Let $\alpha, \bar{\alpha}: I \mapsto \mathbb{R^3}$ be two regular unit speed curves with non vanishing curvature and torsion. Prove that if the binormal vectors of the curves coincide, i.e $B(s) = \bar{B}(s)$, they are congruent.
I know there is a unique isometry that takes the orthonormal frenet frame of $\alpha$ to that of $\bar{\alpha}$, but I don't know how to prove what the exercise is asking me. I tried a proof by contradiction but that led nowhere. I'd be grateful for any help.
If $B(s) = \overline{B}(s)$, differentiation gives $\tau(s)N(s) = \overline{\tau}(s)\overline{N}(s)$. Since torsions are positive and normals are unit vectors, applying $|\cdot|$ says that $|\tau(s)| = |\overline{\tau}(s)|$, and hence $N(s) = \pm\overline{N}(s)$. Reparametrizing one of the curves we can assume that $N(s) = \overline{N}(s)$. Differentiating again says $$-\kappa(s) T(s) + \tau(s)B(s) = -\overline{\kappa}(s)\overline{T}(s) + \overline{\tau}(s)\overline{B}(s),$$and by previous work we have that $\kappa(s)T(s) = \overline{\kappa}(s)\overline{T}(s)$. Similarly to what we have done to the torsion, we have $\kappa(s) = \overline{\kappa}(s)$. Since $\kappa = \overline{\kappa}$ and $\tau = \overline{\tau}$, we're done.

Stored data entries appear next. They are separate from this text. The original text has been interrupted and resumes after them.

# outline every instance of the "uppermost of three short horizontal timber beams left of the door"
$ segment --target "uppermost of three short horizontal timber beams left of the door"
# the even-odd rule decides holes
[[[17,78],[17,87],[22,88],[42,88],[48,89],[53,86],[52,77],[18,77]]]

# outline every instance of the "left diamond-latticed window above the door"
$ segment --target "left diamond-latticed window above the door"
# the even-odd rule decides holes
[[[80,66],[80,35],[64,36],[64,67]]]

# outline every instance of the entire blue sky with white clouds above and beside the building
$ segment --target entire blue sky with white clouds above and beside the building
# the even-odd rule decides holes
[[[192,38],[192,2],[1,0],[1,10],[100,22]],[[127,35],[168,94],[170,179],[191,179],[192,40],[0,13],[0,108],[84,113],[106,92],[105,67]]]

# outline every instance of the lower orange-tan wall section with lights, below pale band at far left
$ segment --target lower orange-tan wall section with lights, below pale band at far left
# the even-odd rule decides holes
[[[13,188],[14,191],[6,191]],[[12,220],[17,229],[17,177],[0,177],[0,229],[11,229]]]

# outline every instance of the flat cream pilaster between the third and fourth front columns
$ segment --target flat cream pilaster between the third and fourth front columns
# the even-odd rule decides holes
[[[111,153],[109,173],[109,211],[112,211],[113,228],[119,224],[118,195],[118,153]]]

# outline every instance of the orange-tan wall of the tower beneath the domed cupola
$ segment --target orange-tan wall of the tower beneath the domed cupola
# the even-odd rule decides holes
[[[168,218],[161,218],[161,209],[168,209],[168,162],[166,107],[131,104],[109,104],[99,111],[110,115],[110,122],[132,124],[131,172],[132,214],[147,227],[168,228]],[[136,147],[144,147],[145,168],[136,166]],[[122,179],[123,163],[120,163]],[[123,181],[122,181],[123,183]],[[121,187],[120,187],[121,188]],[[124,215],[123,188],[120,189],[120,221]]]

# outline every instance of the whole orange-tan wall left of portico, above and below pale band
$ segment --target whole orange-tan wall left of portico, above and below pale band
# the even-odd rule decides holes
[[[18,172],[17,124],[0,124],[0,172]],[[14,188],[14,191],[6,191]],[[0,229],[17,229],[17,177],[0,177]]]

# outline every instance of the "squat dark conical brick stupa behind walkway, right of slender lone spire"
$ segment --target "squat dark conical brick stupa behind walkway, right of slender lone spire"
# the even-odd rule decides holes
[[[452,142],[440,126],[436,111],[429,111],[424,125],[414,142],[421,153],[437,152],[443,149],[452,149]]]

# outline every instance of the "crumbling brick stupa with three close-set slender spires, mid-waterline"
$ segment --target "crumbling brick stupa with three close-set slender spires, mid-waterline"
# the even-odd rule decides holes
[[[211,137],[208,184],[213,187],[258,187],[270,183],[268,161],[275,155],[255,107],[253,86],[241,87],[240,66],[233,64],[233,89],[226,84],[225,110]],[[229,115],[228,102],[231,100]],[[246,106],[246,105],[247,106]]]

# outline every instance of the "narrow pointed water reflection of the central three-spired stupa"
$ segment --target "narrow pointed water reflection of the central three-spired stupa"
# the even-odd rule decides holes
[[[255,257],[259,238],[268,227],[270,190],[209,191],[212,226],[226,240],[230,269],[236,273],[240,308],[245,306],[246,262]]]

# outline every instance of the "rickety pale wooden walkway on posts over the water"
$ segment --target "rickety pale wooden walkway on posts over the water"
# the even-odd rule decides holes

We have $$B'(s) = \tau (s) N(s) \qquad \text{and} \qquad \overline{B}'(s) = \overline{\tau} (s) \overline{N}(s)$$ since $$B(s) = \overline{B}(s), \quad B'(s) = \overline{B}'(s)$$ then $$\tau(s) N(s) = \overline{\tau}(s) \overline{N}(s).$$ We have that $\tau(s) \neq 0$ so $$N(s) = \frac{\overline{\tau}(s)}{\tau(s)} \cdot \overline{N}(s).$$
Taking the norm $$\|N(s)\| = \left| \frac{\overline{\tau}(s)}{\tau(s)}\right| \cdot \|\overline{N}(s)\| \Rightarrow \left| \frac{\overline{\tau}(s)}{\tau(s)}\right| =1 \Rightarrow |\overline{\tau}(s)| = |\tau(s)|$$
then, $N(s) = \pm \overline{N}(s)$. So $$\frac{\alpha''(s)}{\kappa(s)} = \pm \frac{\alpha''(s)}{\overline{\kappa(s)}} \Rightarrow \frac{\|\alpha''(s)\|}{\kappa(s)} = \frac{\|\alpha''(s)\|}{\overline{\kappa}(s)} = 1$$ $$\Rightarrow \frac{\overline{\kappa(s)}}{\kappa(s)}=1 \Rightarrow \overline{\kappa}(s) = \kappa(s).$$
As the curves are equal and the torsions coincide at less than sign, so by the fundamental theorem of the curves, there is an isometry $F: \mathbb{R}^3 \to \mathbb{R}^3$ such that $\overline{\alpha} = \alpha \circ F$. Therefore, $\alpha$ and $\overline{\alpha}$ are congruents.